Besides, who is the Labour Party to accuse others of being friends of predators? Don’t get me started on the rape gangs. For months, Labour in government stonewalled a national inquiry into these horrors, despite towns like Rotherham and Oldham exposing systemic failures in policing and child protection. Starmer only u-turned last month, launching a statutory probe under pressure from Conservatives, victims’ advocates and even Elon Musk. Why the reluctance? Critics argue it was to appease certain minority groups, fearing accusations of racism. That some groups are disproportionately involved in these crimes is well established, but Labour prioritised political correctness over justice. Thousands of girls suffered while authorities looked away, and Labour’s dithering perpetuated the cover-up, in part, one must assume to cover up its own complicity in these horrors at a local level.

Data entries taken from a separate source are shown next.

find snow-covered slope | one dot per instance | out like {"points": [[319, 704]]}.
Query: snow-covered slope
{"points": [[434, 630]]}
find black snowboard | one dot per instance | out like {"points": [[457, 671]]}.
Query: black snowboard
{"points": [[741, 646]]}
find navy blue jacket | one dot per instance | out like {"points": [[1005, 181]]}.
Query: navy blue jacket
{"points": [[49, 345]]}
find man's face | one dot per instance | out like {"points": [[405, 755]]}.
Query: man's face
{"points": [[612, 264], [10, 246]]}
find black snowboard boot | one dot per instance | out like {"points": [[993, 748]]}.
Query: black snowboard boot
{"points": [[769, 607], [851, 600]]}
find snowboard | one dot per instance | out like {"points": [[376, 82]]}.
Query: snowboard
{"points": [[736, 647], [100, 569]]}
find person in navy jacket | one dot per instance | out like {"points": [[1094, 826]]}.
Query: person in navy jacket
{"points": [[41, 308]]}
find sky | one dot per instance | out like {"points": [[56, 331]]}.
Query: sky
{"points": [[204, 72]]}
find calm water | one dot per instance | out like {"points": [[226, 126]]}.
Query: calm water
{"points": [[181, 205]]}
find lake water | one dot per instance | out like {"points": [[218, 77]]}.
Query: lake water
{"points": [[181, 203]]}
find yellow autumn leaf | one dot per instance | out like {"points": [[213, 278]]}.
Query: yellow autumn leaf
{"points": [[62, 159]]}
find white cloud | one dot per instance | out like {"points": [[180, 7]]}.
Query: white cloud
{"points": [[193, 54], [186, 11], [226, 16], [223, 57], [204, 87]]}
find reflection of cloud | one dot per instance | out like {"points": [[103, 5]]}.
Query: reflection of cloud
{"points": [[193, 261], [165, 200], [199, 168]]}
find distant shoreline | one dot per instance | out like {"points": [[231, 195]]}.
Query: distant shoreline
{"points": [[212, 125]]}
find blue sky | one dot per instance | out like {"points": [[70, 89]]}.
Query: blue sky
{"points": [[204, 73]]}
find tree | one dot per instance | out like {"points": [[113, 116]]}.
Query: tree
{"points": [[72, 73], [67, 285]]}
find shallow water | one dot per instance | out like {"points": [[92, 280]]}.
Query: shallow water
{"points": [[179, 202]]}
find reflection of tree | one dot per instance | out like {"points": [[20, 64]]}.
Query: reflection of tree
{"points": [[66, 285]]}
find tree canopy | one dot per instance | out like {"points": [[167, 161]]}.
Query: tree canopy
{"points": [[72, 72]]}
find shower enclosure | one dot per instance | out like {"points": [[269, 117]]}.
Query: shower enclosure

These attacks on Farage smack of sheer panic. Latest YouGov polls from 27 and 28 July 2025 show Reform surging to 29 per cent, seven points ahead of Labour’s dismal 22 per cent, while Starmer’s personal approval rating plummets to minus 44, as voters tire of his authoritarian lurch. Reform’s pledge to repeal the Online Safety Act resonates because it’s not about shielding predators, it’s about preserving democracy from Big Brother overreach. How many times has ‘Won’t somebody think of the children?’ been used to curtail freedoms? It’s happening again.
In this theatre of the absurd, Labour’s smears only expose its moral bankruptcy. Starmer, Kyle and their ilk aren’t protectors – they’re predators of truth, clawing to retain power as the tide turns against them. Farage and Reform represent the people’s roar, and no amount of Savile slurs will silence it.
Gawain Towler is a commentator, former director of communications for the Brexit Party and a consultant for Reform UK.